Après avoir participé le mardi 5 novembre à une audience du tribunal administratif de Lyon pour tenter d’obtenir l’annulation de l’autorisation  de mise sur le marché de l’herbicide Roundup 720 par Monsanto, Julien Bayou était présent le lendemain à Amiens, devant le tribunal de grande instance. À l’issue de l’audience qui a vu s’affronter avocats d’EELV et de la FDSEA 80, le porte-parole d’EELV s’est montré déterminé à poursuivre l’engagement du parti politique «contre la dépendance de l’agriculture française aux pesticides de synthèse». Pour l’élu EELV, la consultation sur l’encadrement de l’utilisation des produits phytosanitaires n’est pas moins qu’un prétexte à débattre sur des sujets plus larges. «Notre action doit à la fois permettre de protéger la santé publique et le revenu des agriculteurs qui sont aujourd’hui asphyxiés par leurs pratiques (..) Nous restons confiants parce qu’il y a une attente forte de la population sur le vivant et l’environnement. Un grand nombre d’agriculteurs voient bien l’intérêt qu’ils ont à s’intégrer dans la transition agroécologique. Le reproche que l’on peut faire, c’est au gouvernement, qui ne met pas assez de moyens pour rendre l’agriculture plus résiliente». Assigné devant une juridiction par la FDSEA 80 pour ses méthodes de communication, EELV a déclaré «regretter ces échanges dans un tribunal. Nous n’avons pas besoin de cela pour échanger», a défendu Julien Bayou ; avant de se montrer prêt à participer à des «tables rondes avec les agriculteurs». Dans ses conclusions, le parti politique ne présente néanmoins aucun scrupule à demander une indemnisation de plusieurs milliers d’euros à la FDSEA. Enfin, à en croire le porte-parole d’EELV, les sujets qui rapprochent la formation politique qu’il représente et le monde agricole seraient finalement plus nombreux que ceux qui les opposent. Des exemples ? «Sur le Ceta, sur le Mercosur, nous sommes en phase, puisque nous dénonçons nous aussi les conséquences négatives que ces traités peuvent avoir sur notre agriculture et sur l’environnement», a déclaré Julien Bayou.

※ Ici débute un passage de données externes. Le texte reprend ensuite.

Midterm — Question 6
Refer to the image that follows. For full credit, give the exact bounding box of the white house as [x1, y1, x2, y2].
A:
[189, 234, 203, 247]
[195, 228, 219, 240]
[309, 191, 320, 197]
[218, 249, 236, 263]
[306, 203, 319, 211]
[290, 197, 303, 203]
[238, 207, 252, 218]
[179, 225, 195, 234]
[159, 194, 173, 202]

REACTION Denis Bully, président de la FDSEA 80

«On subit depuis trop longtemps»

L’audience a eu enfin lieu, alors que la consultation publique est close depuis le 4 octobre. Il était temps. La question de fond est extrêmement complexe, et les personnes qui y ont assisté en témoigneront. Que reprochons nous à Europe Écologie-Les Verts ? D’avoir sur ce sujet des idées qui ne nous conviennent pas ? Non, c’est la vie, et c’est la démocratie. Ce que nous reprochons, c’est d’avoir réussi à «inonder la consultation publique». C’était leur volonté affichée et exprimée ainsi, en utilisant un outil qui n’a pas donné toute la transparence : les avis qu’a recueilli EELV via sa plateforme ne sont pas ceux des internautes qui l’ont utilisée, mais ont été visiblement enrichis de contenus forcés, et forcément modifiés pour rentrer dans le formalisme de la consultation publique. A-t-on des preuves ? Oui, bien sûr ! Nous avions fait constater le fonctionnement du site durant la consultation. Curieusement, le site décrié est toujours en ligne aujourd’hui, un mois après la clôture, et précisément trois des points que nous dénoncions ont été modifiés au cours des derniers jours. Un véritable aveu… que nous avons également fait constater. La seule question que nous posons à la justice, c’est de savoir si des avis forcés ou travestis sont recevables dans la consultation officielle, et s’il estime que ce n’est pas le cas, de donner les moyens de les identifier pour les en soustraire. Quant à la médiatisation, nous avons en face de nous des professionnels, qui ont préféré jouer les victimes à la veille de l’audience, appelant même au don en ligne, mais personne n’est dupe. Il ne s’agit pas de savoir si on est d’accord sur sujet de fond ; nous ne pouvons accepter 150 mètres sans usages phytopharmaceutiques. Ce que nous avons prouvé, et ce à quoi les pouvoirs publics doivent s’intéresser à présent, c’est que toutes les consultations publiques aujourd’hui peuvent être biaisées et détournées. Celle-ci l’a été. Le gouvernement doit ramener de l’authenticité dans cette consultation, et dans les suivantes.